I’ve managed to create a partially working sample but unfortunately, probably due to math error it doesn’t work properly.

The concept was to create a listener to deviceorientation and save its deltas and an onBeforeRenderObservable that uses that deltas as multiplication to current camera orientation unfortunately if you play with it a lot the camera orientation becomes mad, in another hand small movements seems to be ok so probably there is a math issue that I cannot find yet.

Thank you in advance for any tip.

https://www.babylonjs-playground.com/#UF6PT9#31

adding @syntheticmagus to see if he can help

1 Like

Hi Escobar,

I’m not sure it’s a math issue per se, but I do think the approach is making things a little more complicated. It’s noteworthy that the behavior becomes most noticeably and predictably unexpected when the orientation passes certain critical points, most particularly when the device’s “forward” direction transitions from pointing below the horizon to above the horizon or vice versa. This indicates to me that much if not all of the weirdness is coming from the calculation of the deltas on lines 82 through 84. Because these deltas are being reverse-computed from the device orientation, they are sensitive to event horizons and are liable to do strange things when, for example, rotation goes from -179 to 180 and the difference reports being 359 degrees instead of a more sensible -1 degrees. Combine this with the overdescribed nature of unit quaternions for rotations, and though I haven’t fully debugged it out myself (it would take me a while having to go back and forth between my laptop and my phone), I think you have a lot of potential confusion to deal with using this approach.

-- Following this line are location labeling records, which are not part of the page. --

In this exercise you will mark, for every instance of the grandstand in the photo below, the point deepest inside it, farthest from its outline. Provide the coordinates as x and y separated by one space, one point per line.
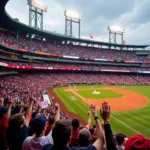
30 65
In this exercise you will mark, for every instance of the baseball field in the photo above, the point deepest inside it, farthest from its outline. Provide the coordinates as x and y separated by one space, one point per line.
130 105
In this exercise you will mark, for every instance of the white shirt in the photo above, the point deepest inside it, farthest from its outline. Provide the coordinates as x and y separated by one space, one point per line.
32 143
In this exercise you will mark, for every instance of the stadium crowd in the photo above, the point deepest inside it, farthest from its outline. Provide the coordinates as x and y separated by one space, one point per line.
25 126
77 66
78 51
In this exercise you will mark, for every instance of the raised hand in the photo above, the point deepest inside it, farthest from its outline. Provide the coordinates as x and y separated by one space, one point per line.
105 112
93 108
89 114
57 107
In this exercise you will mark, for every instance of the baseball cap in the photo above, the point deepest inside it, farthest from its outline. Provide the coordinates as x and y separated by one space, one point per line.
38 124
137 142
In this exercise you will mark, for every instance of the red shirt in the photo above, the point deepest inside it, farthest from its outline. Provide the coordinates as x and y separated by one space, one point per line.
3 129
48 129
74 138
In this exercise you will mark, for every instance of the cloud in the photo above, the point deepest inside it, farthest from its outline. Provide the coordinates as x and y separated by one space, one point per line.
133 15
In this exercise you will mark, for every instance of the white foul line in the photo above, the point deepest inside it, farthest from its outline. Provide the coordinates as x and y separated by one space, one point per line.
125 125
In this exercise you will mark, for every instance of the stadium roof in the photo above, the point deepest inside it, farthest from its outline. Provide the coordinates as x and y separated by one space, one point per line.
10 23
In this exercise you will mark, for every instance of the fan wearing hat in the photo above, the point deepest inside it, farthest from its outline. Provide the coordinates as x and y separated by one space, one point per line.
5 113
137 142
38 126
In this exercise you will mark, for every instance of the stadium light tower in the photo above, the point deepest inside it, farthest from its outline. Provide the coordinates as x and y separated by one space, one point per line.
70 18
36 9
115 30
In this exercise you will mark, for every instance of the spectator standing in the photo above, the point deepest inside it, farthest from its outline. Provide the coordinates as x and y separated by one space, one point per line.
38 125
61 134
5 113
17 130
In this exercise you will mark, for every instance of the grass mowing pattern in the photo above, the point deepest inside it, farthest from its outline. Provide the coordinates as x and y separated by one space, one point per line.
103 94
138 119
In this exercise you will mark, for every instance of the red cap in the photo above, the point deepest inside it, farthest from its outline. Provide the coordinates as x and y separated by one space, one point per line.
137 142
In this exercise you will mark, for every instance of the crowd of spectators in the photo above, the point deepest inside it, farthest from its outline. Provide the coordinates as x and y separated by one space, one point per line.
33 128
77 66
79 51
25 125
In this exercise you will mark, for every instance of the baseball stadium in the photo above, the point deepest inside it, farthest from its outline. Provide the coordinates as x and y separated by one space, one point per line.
72 72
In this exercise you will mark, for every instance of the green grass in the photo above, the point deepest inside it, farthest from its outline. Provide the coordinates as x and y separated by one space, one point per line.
103 94
128 122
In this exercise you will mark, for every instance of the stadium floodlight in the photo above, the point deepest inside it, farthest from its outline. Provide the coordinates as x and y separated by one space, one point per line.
36 9
70 18
37 4
72 14
116 28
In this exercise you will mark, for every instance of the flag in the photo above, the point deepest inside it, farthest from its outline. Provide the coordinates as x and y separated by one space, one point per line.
91 36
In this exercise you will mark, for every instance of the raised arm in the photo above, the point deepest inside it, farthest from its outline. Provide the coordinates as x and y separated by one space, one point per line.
105 114
8 114
100 141
1 101
29 111
89 120
57 116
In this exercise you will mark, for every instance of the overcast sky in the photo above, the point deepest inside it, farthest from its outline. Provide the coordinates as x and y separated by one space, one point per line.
133 15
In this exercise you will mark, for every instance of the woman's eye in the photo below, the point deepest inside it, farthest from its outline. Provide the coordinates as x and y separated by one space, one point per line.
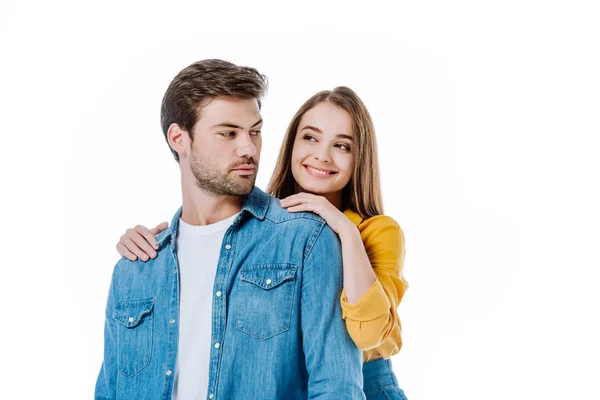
343 146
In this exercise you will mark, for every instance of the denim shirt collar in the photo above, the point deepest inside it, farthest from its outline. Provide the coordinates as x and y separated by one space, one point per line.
256 203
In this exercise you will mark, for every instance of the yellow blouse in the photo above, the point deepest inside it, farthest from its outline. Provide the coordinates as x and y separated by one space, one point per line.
373 322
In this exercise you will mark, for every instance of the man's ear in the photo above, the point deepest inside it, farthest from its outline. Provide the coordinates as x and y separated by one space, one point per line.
179 140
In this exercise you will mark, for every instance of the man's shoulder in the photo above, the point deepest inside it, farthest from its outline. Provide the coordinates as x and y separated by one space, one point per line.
278 214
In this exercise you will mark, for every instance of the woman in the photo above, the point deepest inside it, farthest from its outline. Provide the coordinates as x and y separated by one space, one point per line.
328 165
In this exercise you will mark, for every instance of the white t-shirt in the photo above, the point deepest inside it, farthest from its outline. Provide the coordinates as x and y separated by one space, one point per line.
198 250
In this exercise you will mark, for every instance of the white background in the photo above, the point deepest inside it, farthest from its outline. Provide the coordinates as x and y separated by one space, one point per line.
487 115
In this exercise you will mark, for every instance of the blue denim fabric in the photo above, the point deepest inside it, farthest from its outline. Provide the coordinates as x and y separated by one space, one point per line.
380 381
277 329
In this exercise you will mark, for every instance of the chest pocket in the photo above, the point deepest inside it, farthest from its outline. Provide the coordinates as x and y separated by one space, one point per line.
135 322
266 299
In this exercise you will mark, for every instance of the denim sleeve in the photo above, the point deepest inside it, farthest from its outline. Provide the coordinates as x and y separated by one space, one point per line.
106 383
333 361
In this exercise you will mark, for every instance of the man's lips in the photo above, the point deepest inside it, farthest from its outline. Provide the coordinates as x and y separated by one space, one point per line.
245 168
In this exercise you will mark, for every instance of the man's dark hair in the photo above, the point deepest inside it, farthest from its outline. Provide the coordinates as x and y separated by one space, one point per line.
199 83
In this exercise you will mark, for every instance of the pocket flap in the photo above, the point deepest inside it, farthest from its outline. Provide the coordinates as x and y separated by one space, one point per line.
268 276
131 313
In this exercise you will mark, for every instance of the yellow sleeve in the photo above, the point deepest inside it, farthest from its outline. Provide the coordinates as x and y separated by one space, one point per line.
373 320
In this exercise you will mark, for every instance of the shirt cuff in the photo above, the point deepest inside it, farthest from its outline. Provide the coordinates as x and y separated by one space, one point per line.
370 306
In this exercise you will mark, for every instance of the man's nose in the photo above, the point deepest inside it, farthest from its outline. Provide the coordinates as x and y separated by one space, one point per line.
245 146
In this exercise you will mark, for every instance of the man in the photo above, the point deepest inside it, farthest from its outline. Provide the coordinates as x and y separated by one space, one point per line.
242 300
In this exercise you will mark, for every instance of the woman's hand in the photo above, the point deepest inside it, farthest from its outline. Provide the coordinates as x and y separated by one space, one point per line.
321 206
140 242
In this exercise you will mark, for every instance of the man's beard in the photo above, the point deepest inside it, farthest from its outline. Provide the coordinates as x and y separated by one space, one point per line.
222 183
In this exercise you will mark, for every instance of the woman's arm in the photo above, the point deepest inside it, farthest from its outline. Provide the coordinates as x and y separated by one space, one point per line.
140 242
372 260
373 318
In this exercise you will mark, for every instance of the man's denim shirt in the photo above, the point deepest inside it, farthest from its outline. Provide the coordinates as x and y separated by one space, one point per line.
277 328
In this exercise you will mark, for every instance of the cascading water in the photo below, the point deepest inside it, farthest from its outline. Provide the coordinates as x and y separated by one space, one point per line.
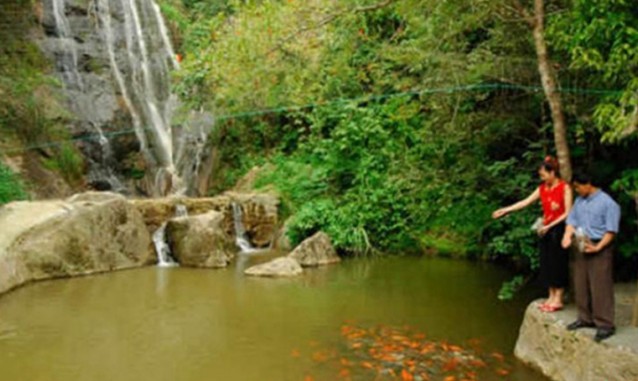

Device orientation is actually a significantly more challenging problem than it may appear on the surface. The approach you’re using most directly reminds me of gyroscope dead reckoning, which can work short-term if you use the correct rotational velocities and handle all the edge cases, but even that’s insufficient long-term. I once worked on a done flight controller that used gyroscope dead reckoning, and we observed it to start wandering away from level after only a few minutes because our (cheap) gyroscope was actually good enough to pick up on orientation changes due to the rotation of the planet. Basically, it’s not a problem I’d recommend solving yourself if you can avoid it, especially if the browser provides a device orientation API for you.

Circling back to your interest in using two rotations at the same time, I think the easiest way to avoid much of the complexity would be to do it through parenting: have one transform node that’s controlled directly by the browser’s device orientation (without any recalculations in the middle), then have the camera that spherical panning is manipulating be a child of that. (You could achieve something similar by having spherical panning control the camera while device orientation controls the photo dome, or vice versa.) This should work fairly well in the general case for combining two rotational modalities; however, in this particular case, I think even this technique is going to get weird – not to implement, but to use. Device orientation is real-world related, and so the camera can take on any rotation it wants; but spherical panning has an inherent notion of gravity, and it uses that notion to ensure that the camera’s “right” vector always lies within the XZ plane. Using parenting to do the rotations as described above shouldn’t negatively impact this math, but as rotation is manipulated by multiple things, spherical panning’s notion of gravity will cease to correlate with the visuals and will become hard to understand for users, potentially leading to confusing as gimbal constraints (what happens when you try to look straight up or down in spherical panning) happen in unexpected places.

The upshot of all that is just that I’m not sure these two rotational modalities work well together in general, though maybe your use case won’t have the problems I speculated about. If you want to use them together, though, using the device orientation directly and combining rotations through parenting is the way I’d recommend doing it. Hope this helps, and best of luck!